Мардарий Сидорович вспоминал свой недавний разговор с Рекаловским. Помпохоз пригласил его к себе на квартиру, угостил водочкой — редкостным напитком в ларьках «Военторга», выставил отменную закуску. В неторопливой беседе, перескакивая с одного на другое, принялся нахваливать Полину Осиповну; таких инициативных, смекалистых и с золотыми руками работниц надо очень ценить, всячески поощрять. Наговорил много добрых слов и о самом Мардарии Сидоровиче, Мешков цвел. Что ж, по справедливости. Полину Осиповну хвалили все. А он, Мешков, сумел Рекаловскому обтянуть дерматином старенький чемодан так, что тот стал походить на новый кожаный. В отпуск едет человек — как не уважить?
— Пять лет не мог к морю синему, теплому вырваться, — сказал Рекаловский мечтательно. — Э-эх, и проведу я на юге времечко!

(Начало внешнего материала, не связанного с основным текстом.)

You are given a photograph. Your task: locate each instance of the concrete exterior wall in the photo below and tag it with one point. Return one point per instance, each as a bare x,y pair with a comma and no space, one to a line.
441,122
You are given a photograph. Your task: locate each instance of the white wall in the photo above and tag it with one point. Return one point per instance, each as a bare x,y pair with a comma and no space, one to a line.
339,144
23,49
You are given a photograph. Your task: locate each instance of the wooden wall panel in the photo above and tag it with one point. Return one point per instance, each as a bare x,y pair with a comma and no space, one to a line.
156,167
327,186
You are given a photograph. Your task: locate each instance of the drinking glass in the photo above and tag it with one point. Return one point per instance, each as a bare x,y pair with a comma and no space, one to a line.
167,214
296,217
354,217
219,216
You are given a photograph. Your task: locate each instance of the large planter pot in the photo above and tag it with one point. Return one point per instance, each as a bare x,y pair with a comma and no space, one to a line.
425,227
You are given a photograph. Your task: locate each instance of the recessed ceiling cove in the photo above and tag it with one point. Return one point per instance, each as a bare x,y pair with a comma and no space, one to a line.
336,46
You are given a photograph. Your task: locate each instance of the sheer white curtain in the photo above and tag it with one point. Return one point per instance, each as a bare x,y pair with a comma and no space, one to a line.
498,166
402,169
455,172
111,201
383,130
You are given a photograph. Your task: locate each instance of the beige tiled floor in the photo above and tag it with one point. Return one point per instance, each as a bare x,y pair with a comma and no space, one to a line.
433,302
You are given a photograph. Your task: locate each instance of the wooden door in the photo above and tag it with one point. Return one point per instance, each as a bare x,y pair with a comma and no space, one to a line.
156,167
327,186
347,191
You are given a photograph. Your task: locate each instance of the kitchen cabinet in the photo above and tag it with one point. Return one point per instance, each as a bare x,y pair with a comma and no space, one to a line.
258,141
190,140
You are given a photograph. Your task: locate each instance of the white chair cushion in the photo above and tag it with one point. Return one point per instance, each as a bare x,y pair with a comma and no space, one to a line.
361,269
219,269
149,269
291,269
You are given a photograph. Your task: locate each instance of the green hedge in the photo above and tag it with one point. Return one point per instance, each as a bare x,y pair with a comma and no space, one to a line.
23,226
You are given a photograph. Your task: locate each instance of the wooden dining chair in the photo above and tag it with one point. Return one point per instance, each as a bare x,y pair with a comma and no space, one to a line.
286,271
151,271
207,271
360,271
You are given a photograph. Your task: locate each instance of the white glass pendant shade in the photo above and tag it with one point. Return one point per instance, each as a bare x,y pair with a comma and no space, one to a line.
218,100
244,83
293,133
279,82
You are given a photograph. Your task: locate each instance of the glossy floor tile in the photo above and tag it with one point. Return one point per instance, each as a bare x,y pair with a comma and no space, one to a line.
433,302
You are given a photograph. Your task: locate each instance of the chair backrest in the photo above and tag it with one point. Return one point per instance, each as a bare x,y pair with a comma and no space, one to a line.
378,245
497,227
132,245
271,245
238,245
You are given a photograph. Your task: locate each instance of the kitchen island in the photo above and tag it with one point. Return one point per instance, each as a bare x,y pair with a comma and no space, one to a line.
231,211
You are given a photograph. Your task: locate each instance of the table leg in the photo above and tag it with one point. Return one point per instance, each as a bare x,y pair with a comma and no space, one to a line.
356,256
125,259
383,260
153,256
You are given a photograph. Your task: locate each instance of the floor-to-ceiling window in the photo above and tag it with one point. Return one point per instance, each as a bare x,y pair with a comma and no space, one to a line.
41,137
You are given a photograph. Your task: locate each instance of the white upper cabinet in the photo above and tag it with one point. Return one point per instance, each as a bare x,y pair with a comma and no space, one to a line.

— Это конечно, — подтвердил Мешков. — Хотя покупаться можно вполне и в Амурском заливе. Но когда, такое довелось — в отпуск пойти, — не грех в самую дальнюю даль закатиться. Тем более, человек вы еще не в тяжелых годах. Белый свет посмотреть интересно.
Посмотреть, но, между прочим, и себя показать.
— Есть такая поговорка. К вам она точно подходит.
Они выпили еще по маленькой. Закусили селедкой, маринованными ивасями. Рекаловский, тыча вилкой в тарелку, проговорил:
— Хороша! А я все-таки больше люблю сладенькое. Между прочим, раздобыл я для столовой, диетникам нашим, меду на пасеке. Не успел сказать Полине Осиповне. Ты ей передай: пусть съездит. Все с колхозом договорено. Только взять.
— Это можно. Передам.
Передал… А знать бы, что случится так, лучше бы тот разговор начисто запамятовать: Потому что у Полины сразу загорелись, глаза.
— Вот это мастер! — закричала она. — Ну, просто из-под земли достанет. А у нас ведь есть и язвенники. Доктора им очень советуют мед. — Засмеялась: — Рекаловский, знаю, тоже любит.
— Потому, поди, и постарался.
— Ну, потому не потому, — а прежде для других. И если в дорогу взять кусочек сотового… Выпрошу на пасеке!
— Завтра в отпуск уезжает.
— Завтра я и съезжу. Успею. Вот как раз ты — к подшефникам, я — на пасеку.
— Торопиться-то чего? Может, после вместе съездим.
— Ну, подумаю…
И вот теперь…
Мешков стоял посреди темной комнаты, перебирая все это в памяти, и сердце у него ломило от боли.
Не дождалась, чтобы вместе, поторопилась, поехала одна, даже без ездового. Приятное хотела сделать человеку.
Мечется теперь на госпитальной койке. И выживет ли?
Кто же, кто виновник такого несчастья?
«Рекаловский! — хотелось крикнуть зло, осуждающе. — С него все началось… С его затеи с медом…»
Ну, а если бы Полина успела пересечь распадок прежде или чуть попозже того, как оказались там эти злодеи бандиты? Тогда ведь ничего бы не случилось, и начисто забылся бы тот разговор на квартире Рекаловского и легкий спор с Полиной. Так ведь? Выходит, все дело в случае. И жизнь вея. только случаи, счастливые и несчастливые. Счастливые не замечаются, как воздух, которым дышишь всегда. Несчастье, оно колюче, цепко, впивается, как клещ, его легко не оторвешь.